Some of the benefits of this architecture include the
following: The publishers and subscribers are decoupled. There are no
point-to-point integrations. It's easy to add new consumers to the system.
Consumers can respond to events immediately as they arrive. They are highly
scalable and distributed. There are subsystems that have independent views of
the event stream.
Some of the challenges faced with this architecture
include the following: Event loss is tolerated so if there needs to be
guaranteed delivery, this poses a challenge. Some IoT traffic mandate a
guaranteed delivery Events are processed in exactly the order they arrive. Each
consumer type typically runs in multiple instances, for resiliency and scalability.
This can pose a challenge if the processing logic is not idempotent, or the
events must be processed in order.
Some of the best practices demonstrated by this code.
Events should be lean and mean and not bloated. Services should share only IDs and/or
a timestamp. Large data transfer between
services in this case is an antipattern. Loosely coupled event driven systems
are best.
Azure SQL Edge is an optimized relational database engine
that is geared towards edge computing. It provides a high-performance data
storage and processing layer for IoT applications. It provides capabilities to
stream, process and analyze data where the data can vary from relational to
document to graph to time-series and which makes it a right choice for a
variety of modern IoT applications. It is built on the same database engine as
the SQL Server and Azure SQL so applications will find it convenient to
seamlessly use queries that are written in T-SQL. This makes applications
portable between devices, datacenters and cloud.

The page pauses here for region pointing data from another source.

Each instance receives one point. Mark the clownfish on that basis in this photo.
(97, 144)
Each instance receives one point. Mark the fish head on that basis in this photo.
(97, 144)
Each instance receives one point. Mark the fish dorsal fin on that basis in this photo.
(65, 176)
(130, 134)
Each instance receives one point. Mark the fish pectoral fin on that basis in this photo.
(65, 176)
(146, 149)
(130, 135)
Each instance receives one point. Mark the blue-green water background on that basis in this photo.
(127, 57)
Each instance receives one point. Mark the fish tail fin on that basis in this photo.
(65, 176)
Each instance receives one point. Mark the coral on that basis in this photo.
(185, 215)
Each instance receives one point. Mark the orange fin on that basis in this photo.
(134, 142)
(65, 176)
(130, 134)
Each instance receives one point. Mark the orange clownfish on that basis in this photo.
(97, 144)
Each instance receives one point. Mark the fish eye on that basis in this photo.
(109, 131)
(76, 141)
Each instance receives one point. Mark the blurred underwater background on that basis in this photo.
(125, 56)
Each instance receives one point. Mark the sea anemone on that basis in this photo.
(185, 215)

Azure SQL Edge uses the same stream capabilities as Azure
Stream Analytics on IoT edge. This native implementation of data streaming is
called T-SQL streaming. It can handle fast streaming from multiple data
sources. The patterns and relationships in data is extracted from several IoT
input sources. The extracted information can be used to trigger actions, alerts
and notifications. A T-SQL Streaming job consists of a Stream Input that
defines the connections to a data source to read the data stream from, a stream
output job that defines the connections to a data source to write the data
stream to, and a stream query job that defines the data transformation,
aggregations, filtering, sorting and joins to be applied to the input stream
before it is written to the stream output.
Both the storage and the message queue handle large volume
of data and the execution can be stages as processing and analysis. The processing can be either batch oriented
or stream oriented. The analysis and
reporting can be offloaded to a variety of technology stacks with impressive
dashboards. While the processing handles the requirements for batch and
real-time processing on the big data, the analytics supports exploration and
rendering of output from big data. It utilizes components such as data sources,
data storage, batch processors, stream processors, real-time message queue,
analytics data store, analytics and reporting stacks, and orchestration.

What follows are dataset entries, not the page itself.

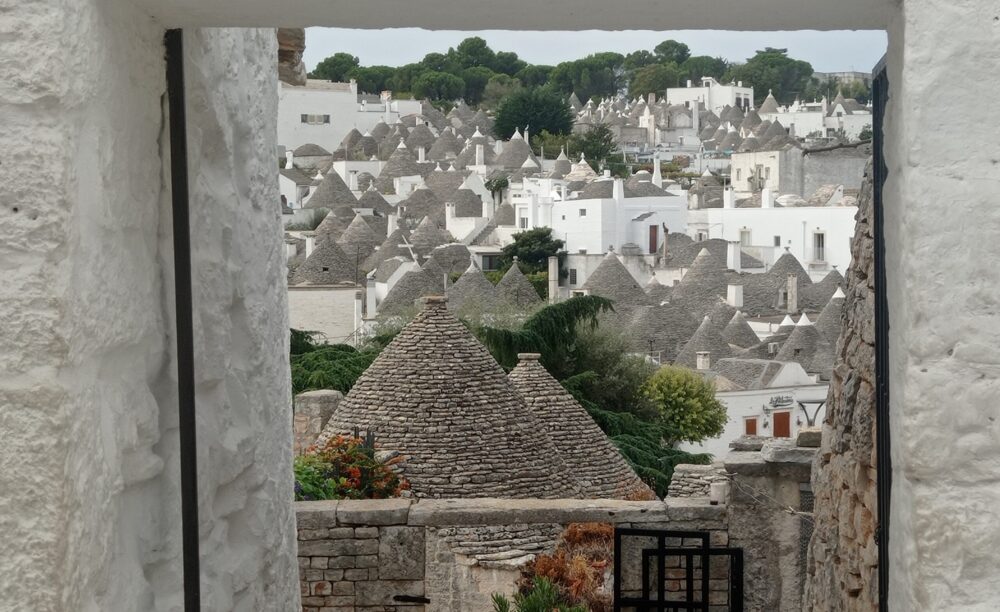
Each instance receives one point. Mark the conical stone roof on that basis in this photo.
(739, 333)
(428, 235)
(801, 345)
(472, 293)
(326, 265)
(437, 396)
(593, 460)
(359, 240)
(373, 199)
(709, 339)
(612, 280)
(402, 297)
(515, 290)
(332, 193)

Some of the benefits of this application include the
following: The ability to offload processing to a database, elastic scale and
interoperability with existing solutions.
Some of the challenges faced with this architectural style
include: The complexity to handle isolation for multiple data sources, and the
challenge to build, deploy and test data pipelines over a shared architecture.
Different products require as many as skillsets and maintenance with a
requirement for data and query virtualization. For example, U-SQL which is a
combination of SQL and C# is used with Azure Data Lake Analytics while SQL APIs
are used with Edge, Hive, HBase, FLink and Spark. With an Event driven
processing using heterogenous stack, the emphasis on data security gets diluted
and spread over a very large number of components.